La marque « Monique Ranou », portée entre 1998 et 2002 par une publicité télévisuelle annuelle a scellé sa notoriété nationale. Mais les difficultés rencontrées par le Groupement des Mousquetaires en Allemagne, lors de la reprise du réseau de distribution Spar l’ont conduit à réduire l’ensemble de ses coûts. La campagne de publicité a été suspendue jusqu’à nouvel ordre. Elle représentait 54 % du chiffre d’affaires de Ranou -140 millions d’euros prévus en 2005.

La marque « Monique Ranou » pèse plus de la moitié du CA

La marque a légèrement baissé face à la montée des premiers prix (34 % du CA actuellement) et du hard discount (12 %, en stagnation désormais). Toutefois, « notre marque progresse un peu cette année grâce à nos nouveaux produits ». Proche de la saturation, Ranou étudie actuellement une nouvelle extension. Tout en travaillant à la résolution d’un problème social : la difficulté à recruter pour des emplois industriels à la découpe et au désossage, explique Jean-Pierre Ropars.

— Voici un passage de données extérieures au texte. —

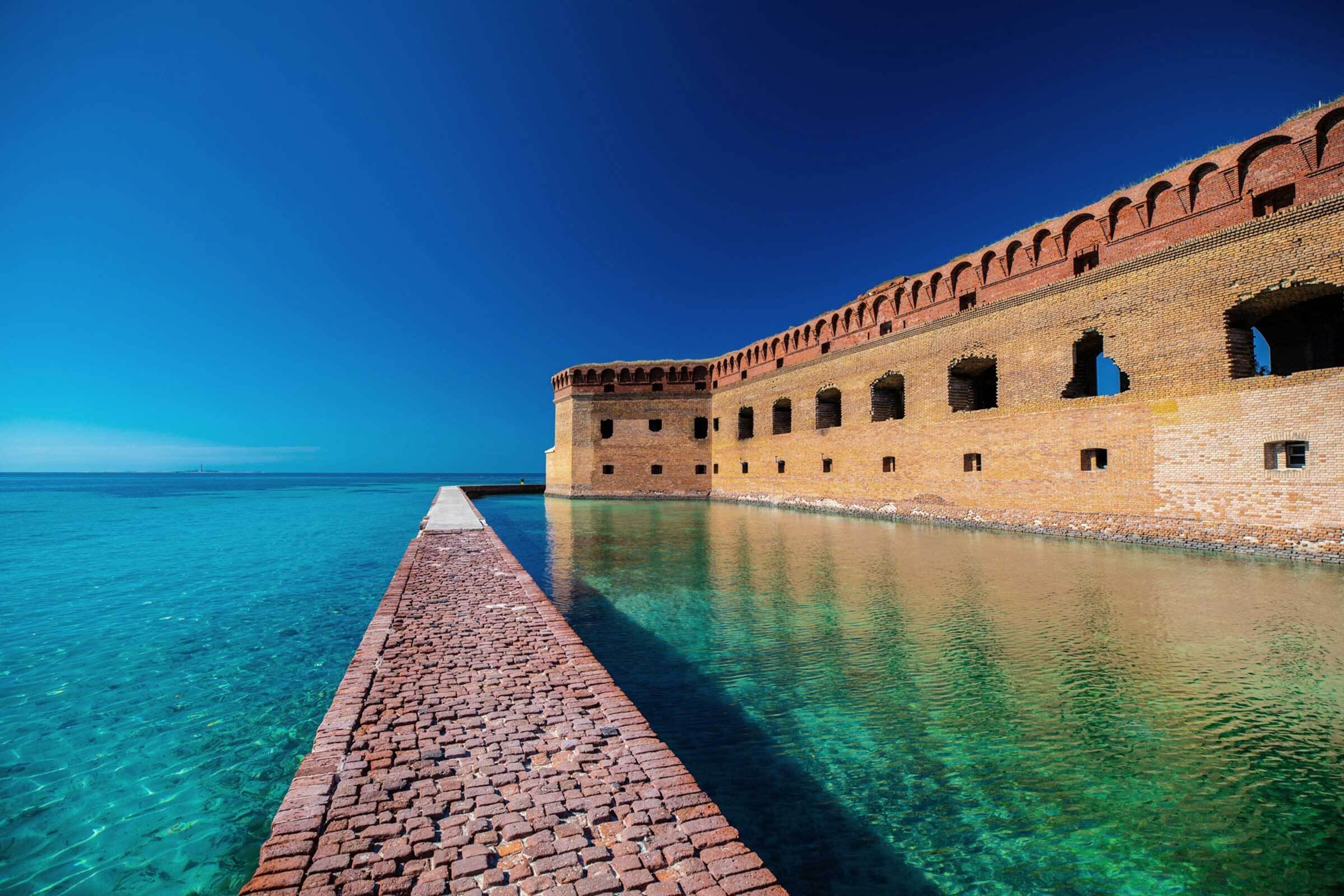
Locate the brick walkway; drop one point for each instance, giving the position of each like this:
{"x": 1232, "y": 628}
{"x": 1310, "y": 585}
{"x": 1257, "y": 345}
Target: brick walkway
{"x": 475, "y": 746}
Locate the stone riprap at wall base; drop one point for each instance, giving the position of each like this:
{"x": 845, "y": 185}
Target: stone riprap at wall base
{"x": 1166, "y": 278}
{"x": 475, "y": 746}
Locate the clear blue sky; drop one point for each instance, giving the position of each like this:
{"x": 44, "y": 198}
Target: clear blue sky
{"x": 342, "y": 237}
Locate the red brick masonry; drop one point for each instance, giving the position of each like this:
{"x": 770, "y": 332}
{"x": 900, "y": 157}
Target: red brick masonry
{"x": 475, "y": 746}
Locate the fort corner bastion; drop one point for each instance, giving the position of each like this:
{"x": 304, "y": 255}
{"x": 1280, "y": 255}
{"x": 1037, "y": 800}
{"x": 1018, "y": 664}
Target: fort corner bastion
{"x": 969, "y": 394}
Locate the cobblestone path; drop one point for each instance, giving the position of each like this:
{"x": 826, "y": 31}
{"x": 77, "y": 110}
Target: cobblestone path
{"x": 475, "y": 746}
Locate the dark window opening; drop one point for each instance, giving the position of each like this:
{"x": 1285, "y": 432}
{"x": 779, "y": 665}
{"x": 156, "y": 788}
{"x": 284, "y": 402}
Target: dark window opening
{"x": 746, "y": 423}
{"x": 1094, "y": 372}
{"x": 1285, "y": 454}
{"x": 1094, "y": 460}
{"x": 828, "y": 409}
{"x": 1273, "y": 200}
{"x": 1285, "y": 334}
{"x": 889, "y": 398}
{"x": 1296, "y": 453}
{"x": 973, "y": 385}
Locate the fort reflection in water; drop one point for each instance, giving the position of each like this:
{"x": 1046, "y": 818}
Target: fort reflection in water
{"x": 941, "y": 710}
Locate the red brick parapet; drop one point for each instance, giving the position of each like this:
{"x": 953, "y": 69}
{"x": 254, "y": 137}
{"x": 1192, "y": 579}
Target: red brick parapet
{"x": 476, "y": 746}
{"x": 1299, "y": 162}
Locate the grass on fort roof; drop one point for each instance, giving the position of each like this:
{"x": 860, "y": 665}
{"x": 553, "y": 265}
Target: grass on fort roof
{"x": 1141, "y": 182}
{"x": 978, "y": 253}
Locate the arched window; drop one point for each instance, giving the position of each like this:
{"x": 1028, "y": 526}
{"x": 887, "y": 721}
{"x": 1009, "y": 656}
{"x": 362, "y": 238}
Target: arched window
{"x": 987, "y": 267}
{"x": 1206, "y": 187}
{"x": 1287, "y": 331}
{"x": 889, "y": 396}
{"x": 746, "y": 422}
{"x": 828, "y": 409}
{"x": 973, "y": 385}
{"x": 1042, "y": 246}
{"x": 1094, "y": 372}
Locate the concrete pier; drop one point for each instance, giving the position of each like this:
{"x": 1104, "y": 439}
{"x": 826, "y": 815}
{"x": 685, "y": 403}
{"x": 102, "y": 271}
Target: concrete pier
{"x": 475, "y": 746}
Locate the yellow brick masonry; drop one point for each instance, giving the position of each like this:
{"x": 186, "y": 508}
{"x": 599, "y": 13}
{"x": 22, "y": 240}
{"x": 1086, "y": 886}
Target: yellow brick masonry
{"x": 1186, "y": 444}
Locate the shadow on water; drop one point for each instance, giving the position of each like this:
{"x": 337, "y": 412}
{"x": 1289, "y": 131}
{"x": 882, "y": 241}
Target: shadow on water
{"x": 787, "y": 816}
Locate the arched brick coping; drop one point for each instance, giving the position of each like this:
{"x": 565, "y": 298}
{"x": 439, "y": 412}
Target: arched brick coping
{"x": 475, "y": 746}
{"x": 1299, "y": 162}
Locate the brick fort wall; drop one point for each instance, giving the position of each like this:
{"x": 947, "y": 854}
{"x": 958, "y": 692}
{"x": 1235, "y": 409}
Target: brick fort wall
{"x": 968, "y": 394}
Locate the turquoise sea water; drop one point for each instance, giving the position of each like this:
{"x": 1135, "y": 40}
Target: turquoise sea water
{"x": 170, "y": 644}
{"x": 879, "y": 708}
{"x": 890, "y": 708}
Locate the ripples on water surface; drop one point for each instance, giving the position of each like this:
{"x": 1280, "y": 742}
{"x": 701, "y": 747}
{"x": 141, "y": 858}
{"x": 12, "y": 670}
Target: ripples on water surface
{"x": 895, "y": 708}
{"x": 170, "y": 645}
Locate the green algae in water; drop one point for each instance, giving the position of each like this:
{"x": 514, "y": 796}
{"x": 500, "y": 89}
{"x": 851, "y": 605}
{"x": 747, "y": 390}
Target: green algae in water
{"x": 895, "y": 708}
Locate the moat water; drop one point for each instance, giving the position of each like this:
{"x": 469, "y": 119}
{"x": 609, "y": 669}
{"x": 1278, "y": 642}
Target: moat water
{"x": 886, "y": 708}
{"x": 878, "y": 707}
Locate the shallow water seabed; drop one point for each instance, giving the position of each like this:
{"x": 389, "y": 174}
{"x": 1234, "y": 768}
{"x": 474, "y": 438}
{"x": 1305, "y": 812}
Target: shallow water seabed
{"x": 170, "y": 644}
{"x": 916, "y": 708}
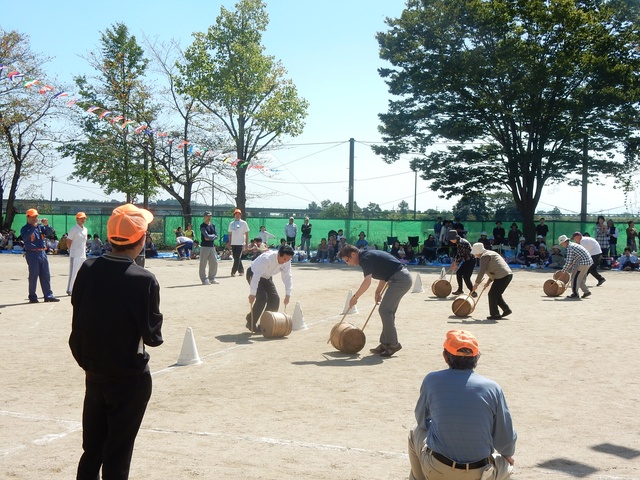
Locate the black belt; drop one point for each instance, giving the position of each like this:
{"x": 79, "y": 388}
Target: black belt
{"x": 460, "y": 466}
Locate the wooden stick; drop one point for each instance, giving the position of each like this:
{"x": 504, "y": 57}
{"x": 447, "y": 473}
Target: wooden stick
{"x": 374, "y": 306}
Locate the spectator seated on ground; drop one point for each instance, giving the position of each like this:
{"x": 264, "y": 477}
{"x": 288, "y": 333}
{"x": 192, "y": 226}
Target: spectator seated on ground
{"x": 485, "y": 241}
{"x": 532, "y": 258}
{"x": 409, "y": 254}
{"x": 628, "y": 260}
{"x": 195, "y": 253}
{"x": 150, "y": 250}
{"x": 184, "y": 245}
{"x": 556, "y": 259}
{"x": 323, "y": 251}
{"x": 429, "y": 249}
{"x": 544, "y": 255}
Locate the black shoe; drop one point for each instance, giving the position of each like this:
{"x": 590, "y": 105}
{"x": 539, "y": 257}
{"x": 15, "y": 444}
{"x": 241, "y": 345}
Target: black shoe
{"x": 391, "y": 349}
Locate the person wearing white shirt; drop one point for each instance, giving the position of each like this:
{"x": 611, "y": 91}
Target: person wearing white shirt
{"x": 593, "y": 247}
{"x": 239, "y": 240}
{"x": 291, "y": 231}
{"x": 262, "y": 291}
{"x": 77, "y": 244}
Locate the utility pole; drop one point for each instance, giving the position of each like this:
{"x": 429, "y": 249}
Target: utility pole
{"x": 585, "y": 180}
{"x": 415, "y": 193}
{"x": 351, "y": 166}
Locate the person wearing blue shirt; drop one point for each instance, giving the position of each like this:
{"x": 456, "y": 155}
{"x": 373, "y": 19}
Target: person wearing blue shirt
{"x": 33, "y": 236}
{"x": 464, "y": 428}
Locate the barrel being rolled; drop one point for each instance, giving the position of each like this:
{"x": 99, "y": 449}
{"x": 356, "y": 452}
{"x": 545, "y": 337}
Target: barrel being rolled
{"x": 554, "y": 288}
{"x": 441, "y": 288}
{"x": 275, "y": 324}
{"x": 347, "y": 338}
{"x": 463, "y": 306}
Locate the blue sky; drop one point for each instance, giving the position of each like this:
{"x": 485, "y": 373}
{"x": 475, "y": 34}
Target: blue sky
{"x": 331, "y": 54}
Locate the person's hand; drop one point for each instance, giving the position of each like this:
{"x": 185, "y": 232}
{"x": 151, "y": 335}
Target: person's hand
{"x": 378, "y": 296}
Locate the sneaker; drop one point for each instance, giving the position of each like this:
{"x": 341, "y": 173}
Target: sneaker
{"x": 391, "y": 349}
{"x": 379, "y": 349}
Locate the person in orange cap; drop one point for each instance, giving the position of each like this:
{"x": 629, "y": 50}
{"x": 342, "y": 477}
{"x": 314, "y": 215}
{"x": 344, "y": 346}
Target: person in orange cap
{"x": 33, "y": 236}
{"x": 110, "y": 328}
{"x": 77, "y": 245}
{"x": 464, "y": 428}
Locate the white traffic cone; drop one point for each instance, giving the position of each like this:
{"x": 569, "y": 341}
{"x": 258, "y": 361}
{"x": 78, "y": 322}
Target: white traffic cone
{"x": 417, "y": 285}
{"x": 353, "y": 309}
{"x": 298, "y": 318}
{"x": 189, "y": 353}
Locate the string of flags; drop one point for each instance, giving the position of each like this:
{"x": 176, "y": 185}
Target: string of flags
{"x": 34, "y": 84}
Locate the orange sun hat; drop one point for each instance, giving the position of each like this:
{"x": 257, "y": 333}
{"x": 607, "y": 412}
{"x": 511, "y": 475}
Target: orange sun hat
{"x": 459, "y": 339}
{"x": 128, "y": 224}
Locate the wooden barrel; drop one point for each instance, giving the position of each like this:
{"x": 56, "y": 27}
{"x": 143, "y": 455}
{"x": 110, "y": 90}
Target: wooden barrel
{"x": 275, "y": 324}
{"x": 562, "y": 276}
{"x": 347, "y": 338}
{"x": 441, "y": 288}
{"x": 554, "y": 288}
{"x": 463, "y": 306}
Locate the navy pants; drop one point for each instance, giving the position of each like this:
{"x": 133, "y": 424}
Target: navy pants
{"x": 38, "y": 269}
{"x": 112, "y": 415}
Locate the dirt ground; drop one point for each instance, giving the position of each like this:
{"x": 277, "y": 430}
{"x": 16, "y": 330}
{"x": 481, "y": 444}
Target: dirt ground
{"x": 295, "y": 408}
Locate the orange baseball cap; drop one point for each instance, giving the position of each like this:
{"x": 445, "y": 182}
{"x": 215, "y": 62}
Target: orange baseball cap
{"x": 457, "y": 340}
{"x": 128, "y": 224}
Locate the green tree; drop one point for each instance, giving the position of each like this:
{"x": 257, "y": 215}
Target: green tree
{"x": 472, "y": 207}
{"x": 228, "y": 73}
{"x": 26, "y": 132}
{"x": 519, "y": 85}
{"x": 186, "y": 168}
{"x": 108, "y": 152}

Malgré la mécanisation en cours et les efforts déployés pour la parité homme-femme, le problème est ardu : « Compte tenu du papy boom qui abaissera le nombre d’actifs après 2008, il nous faut dès maintenant adapter nos postes pour accueillir demain plus de femmes car il y a là une réserve », estime le patron de l’entreprise.